AUTHOR=Huang Jian , Ding Wen , Zhang Jiarun , Li Zhao , Shu Ting , Kuosmanen Pekka , Zhou Guanqun , Zhou Chuan , Yu Gang 

TITLE=Variational deep embedding-based active learning for the diagnosis of pneumonia

JOURNAL=Frontiers in Neurorobotics

VOLUME=Volume 16 - 2022

YEAR=2022

URL=https://www.frontiersin.org/journals/neurorobotics/articles/10.3389/fnbot.2022.1059739

DOI=10.3389/fnbot.2022.1059739

ISSN=1662-5218

ABSTRACT=Machine learning works in the same way as humans train their brains. Basically, previous experiences prepared the brain by firing specific nerve cells in the brain and increasing the weight of the links between them. Machine learning also completes the classification task by constantly changing the weights in the model through training on the training set. Machine learning can conduct a much more significant amount of training and achieve higher recognition accuracy in specific fields than the human brain. In this paper, we propose an active learning framework called Variational Deep Embedding Based Active Learning (VaDEAL) as a human-centric computing method to improve the accuracy of diagnosing pneumonia.
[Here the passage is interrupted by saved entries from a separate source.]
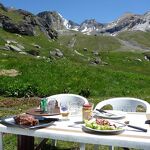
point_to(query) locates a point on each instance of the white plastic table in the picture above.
(60, 131)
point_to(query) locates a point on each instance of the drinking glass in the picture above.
(51, 105)
(64, 110)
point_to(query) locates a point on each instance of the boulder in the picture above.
(96, 61)
(14, 48)
(85, 49)
(36, 45)
(23, 28)
(96, 53)
(56, 53)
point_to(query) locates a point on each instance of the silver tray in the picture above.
(107, 132)
(117, 114)
(10, 122)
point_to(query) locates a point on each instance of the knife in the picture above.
(132, 126)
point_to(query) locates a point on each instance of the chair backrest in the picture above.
(74, 100)
(127, 104)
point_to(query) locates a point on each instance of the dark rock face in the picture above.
(53, 19)
(24, 28)
(3, 7)
(24, 12)
(126, 22)
(28, 25)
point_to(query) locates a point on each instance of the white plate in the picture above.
(108, 132)
(117, 114)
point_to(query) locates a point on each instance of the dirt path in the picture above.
(134, 46)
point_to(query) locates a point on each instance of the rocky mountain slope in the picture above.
(49, 21)
(127, 22)
(70, 34)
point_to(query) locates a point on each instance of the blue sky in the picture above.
(103, 11)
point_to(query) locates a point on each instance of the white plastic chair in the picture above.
(70, 98)
(126, 104)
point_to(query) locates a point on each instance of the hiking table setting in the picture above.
(72, 130)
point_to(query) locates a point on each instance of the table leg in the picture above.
(1, 141)
(25, 142)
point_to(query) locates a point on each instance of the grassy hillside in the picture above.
(127, 77)
(91, 42)
(142, 38)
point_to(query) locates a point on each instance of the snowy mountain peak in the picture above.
(127, 22)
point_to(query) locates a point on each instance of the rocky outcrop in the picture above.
(27, 25)
(23, 28)
(56, 53)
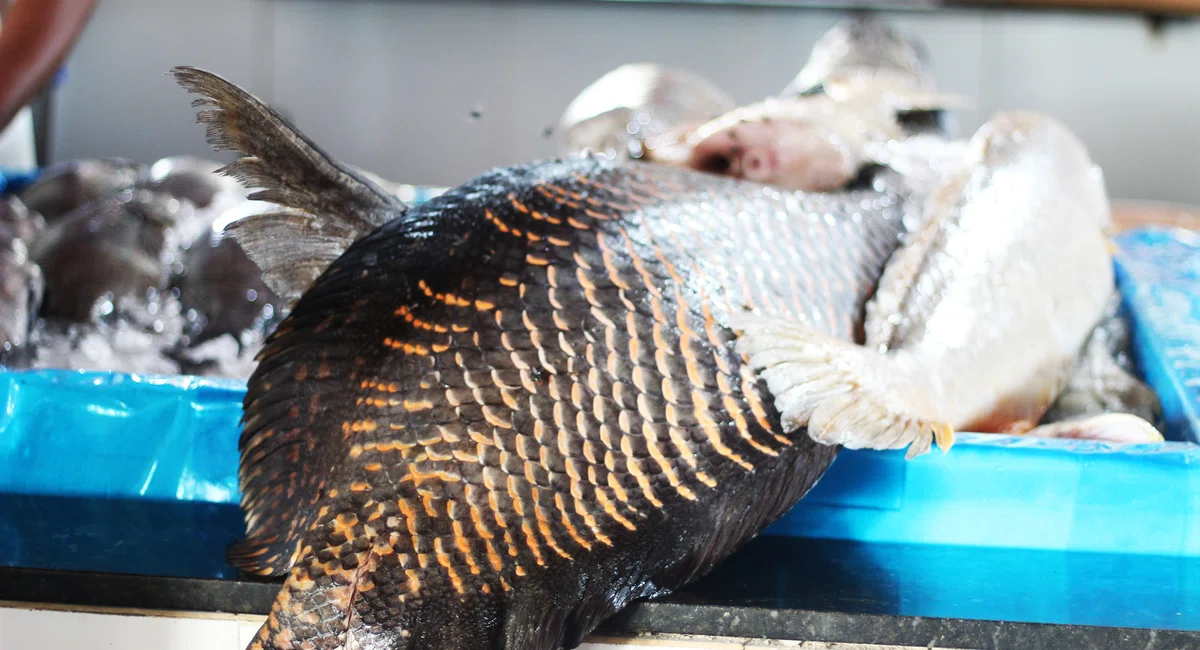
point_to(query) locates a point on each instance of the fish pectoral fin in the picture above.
(1110, 427)
(845, 393)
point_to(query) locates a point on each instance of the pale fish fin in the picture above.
(1110, 427)
(845, 393)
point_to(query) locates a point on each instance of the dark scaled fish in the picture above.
(865, 54)
(66, 186)
(496, 419)
(113, 246)
(1105, 378)
(225, 289)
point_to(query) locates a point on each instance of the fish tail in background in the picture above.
(327, 205)
(846, 395)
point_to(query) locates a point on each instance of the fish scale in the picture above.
(589, 446)
(507, 413)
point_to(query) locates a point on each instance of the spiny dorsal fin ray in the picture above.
(329, 204)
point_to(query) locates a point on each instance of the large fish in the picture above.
(496, 419)
(978, 320)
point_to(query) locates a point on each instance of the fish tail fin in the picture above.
(846, 395)
(327, 205)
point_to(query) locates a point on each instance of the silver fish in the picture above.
(617, 113)
(978, 320)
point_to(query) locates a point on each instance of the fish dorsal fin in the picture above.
(328, 205)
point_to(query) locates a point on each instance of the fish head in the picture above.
(813, 144)
(635, 102)
(862, 50)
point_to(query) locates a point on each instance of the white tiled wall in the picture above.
(390, 85)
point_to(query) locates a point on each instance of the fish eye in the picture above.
(717, 163)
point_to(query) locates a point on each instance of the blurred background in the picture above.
(438, 91)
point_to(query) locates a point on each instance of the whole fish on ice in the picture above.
(978, 320)
(496, 419)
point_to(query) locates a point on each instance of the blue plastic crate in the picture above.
(174, 439)
(1158, 272)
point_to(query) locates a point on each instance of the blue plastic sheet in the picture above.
(1158, 272)
(118, 437)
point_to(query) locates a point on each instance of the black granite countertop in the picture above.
(168, 557)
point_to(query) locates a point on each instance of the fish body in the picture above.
(1105, 378)
(815, 144)
(21, 280)
(978, 319)
(499, 416)
(622, 109)
(64, 187)
(107, 247)
(863, 86)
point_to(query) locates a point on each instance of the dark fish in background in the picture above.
(1105, 378)
(226, 290)
(863, 85)
(622, 109)
(63, 187)
(498, 417)
(189, 178)
(107, 248)
(21, 281)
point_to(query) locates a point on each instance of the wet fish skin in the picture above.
(21, 281)
(18, 222)
(504, 414)
(109, 246)
(619, 112)
(978, 319)
(64, 187)
(225, 288)
(862, 52)
(814, 144)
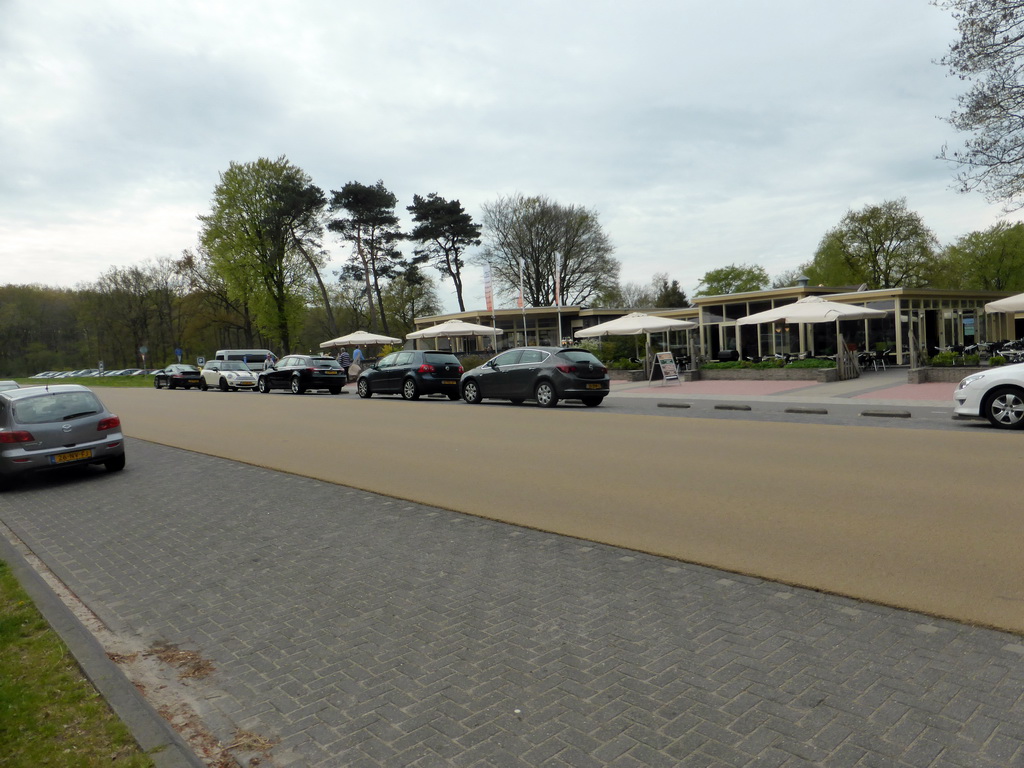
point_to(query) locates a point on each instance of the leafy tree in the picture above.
(536, 231)
(989, 260)
(444, 230)
(882, 246)
(668, 295)
(989, 54)
(372, 227)
(263, 239)
(732, 279)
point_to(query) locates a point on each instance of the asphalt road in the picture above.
(899, 516)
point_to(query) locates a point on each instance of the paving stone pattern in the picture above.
(365, 631)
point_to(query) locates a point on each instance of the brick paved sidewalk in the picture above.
(363, 631)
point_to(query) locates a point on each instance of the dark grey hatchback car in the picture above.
(543, 374)
(412, 373)
(300, 373)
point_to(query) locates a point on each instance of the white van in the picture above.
(252, 357)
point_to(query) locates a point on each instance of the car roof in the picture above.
(22, 393)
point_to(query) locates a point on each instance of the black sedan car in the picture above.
(543, 374)
(412, 373)
(300, 373)
(176, 376)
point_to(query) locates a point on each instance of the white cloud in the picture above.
(702, 133)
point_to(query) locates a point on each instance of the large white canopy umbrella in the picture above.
(1009, 304)
(811, 309)
(454, 328)
(359, 337)
(634, 324)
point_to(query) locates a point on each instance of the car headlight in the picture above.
(970, 380)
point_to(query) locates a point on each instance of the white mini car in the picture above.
(996, 394)
(226, 375)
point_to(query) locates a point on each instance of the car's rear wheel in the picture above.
(1005, 408)
(471, 391)
(409, 390)
(546, 395)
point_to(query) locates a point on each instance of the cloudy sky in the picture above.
(702, 133)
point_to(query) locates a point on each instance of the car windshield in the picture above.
(55, 407)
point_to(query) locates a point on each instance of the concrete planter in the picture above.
(950, 374)
(820, 375)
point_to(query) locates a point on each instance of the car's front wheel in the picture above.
(471, 391)
(546, 395)
(1005, 408)
(410, 390)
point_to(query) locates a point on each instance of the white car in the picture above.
(226, 375)
(996, 394)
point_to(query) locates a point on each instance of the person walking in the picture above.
(345, 360)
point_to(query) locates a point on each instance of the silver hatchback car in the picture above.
(58, 425)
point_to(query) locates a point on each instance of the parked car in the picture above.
(300, 373)
(178, 375)
(996, 394)
(53, 426)
(412, 373)
(543, 374)
(227, 376)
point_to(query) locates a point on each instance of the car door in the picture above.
(521, 378)
(495, 378)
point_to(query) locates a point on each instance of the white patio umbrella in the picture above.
(359, 337)
(452, 328)
(811, 309)
(634, 324)
(1009, 304)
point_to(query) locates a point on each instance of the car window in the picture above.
(580, 355)
(508, 358)
(56, 407)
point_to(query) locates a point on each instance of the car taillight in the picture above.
(111, 422)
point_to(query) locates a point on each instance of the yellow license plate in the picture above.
(75, 456)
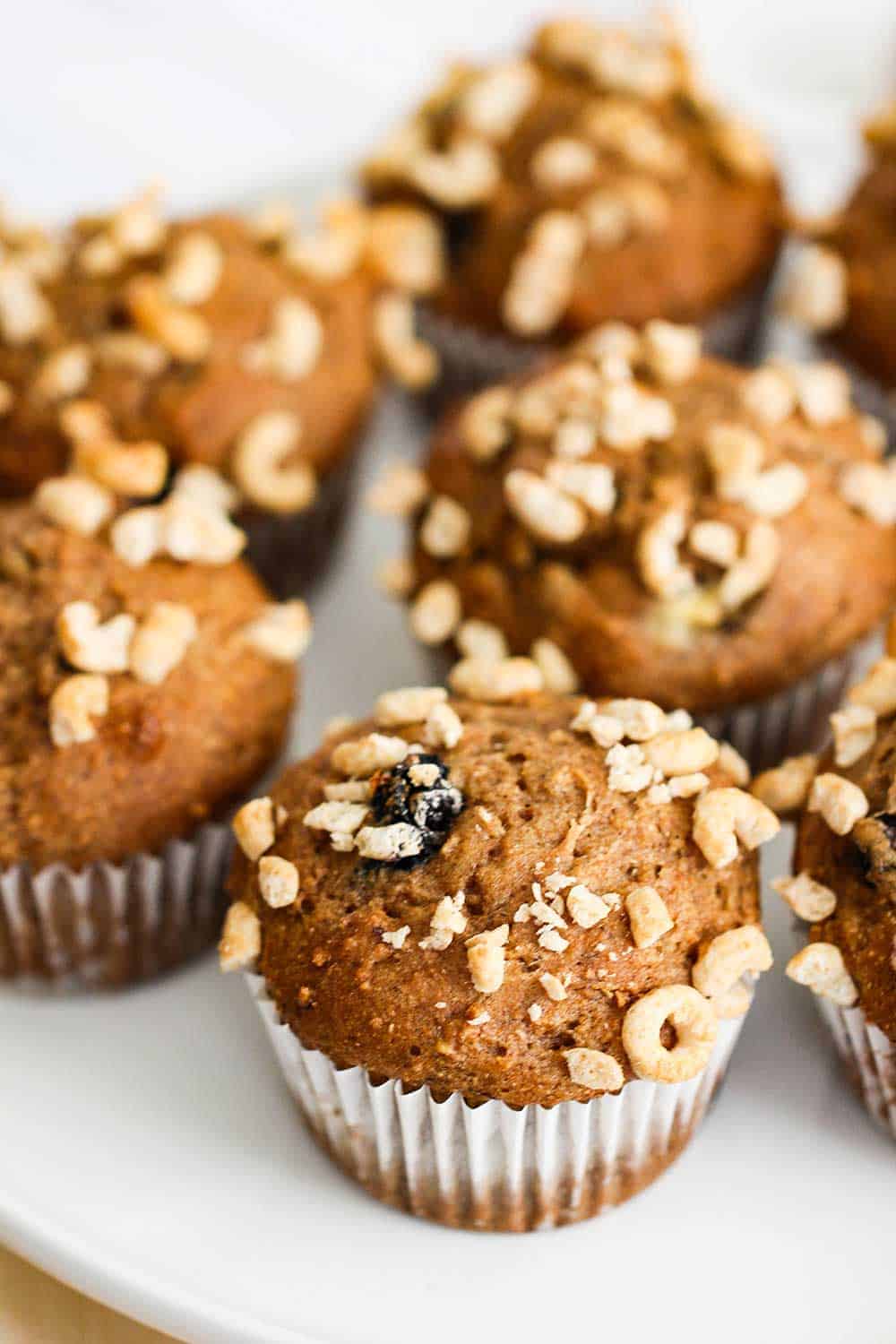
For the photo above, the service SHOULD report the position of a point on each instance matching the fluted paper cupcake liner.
(471, 358)
(794, 719)
(492, 1167)
(869, 1058)
(292, 551)
(110, 925)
Specifically, because Active learning (AL) realizes label-efficient learning by labeling the most valuable queries, we propose a new active learning strategy incorporating clustering to improve the sampling quality. Our framework consists of a variational deep embedding (VaDE) module, a task learner, and a sampling calculator. First, the VaDE performs unsupervised dimension reduction and clustering over the entire data set. The end-to-end task learner obtains the VaDE-processed samples' embedding representations while training the model's target classifier. The sampling calculator will get the representativeness of the samples G via VaDE, the uncertainty of the samples h through task learning, and ensure the overall diversity of the sampling samples R by calculating the similarity constraints between the current sampling samples and the sampled samples. With our novel design, the combination of uncertainty, representativeness, and diversity scores allows us to select the most informative samples for labeling, thus improving overall performance. With extensive experiments and evaluations on a large dataset, we demonstrate that our proposed method is superior to the state-of-the-art methods and has the highest accuracy in pneumonia diagnosis.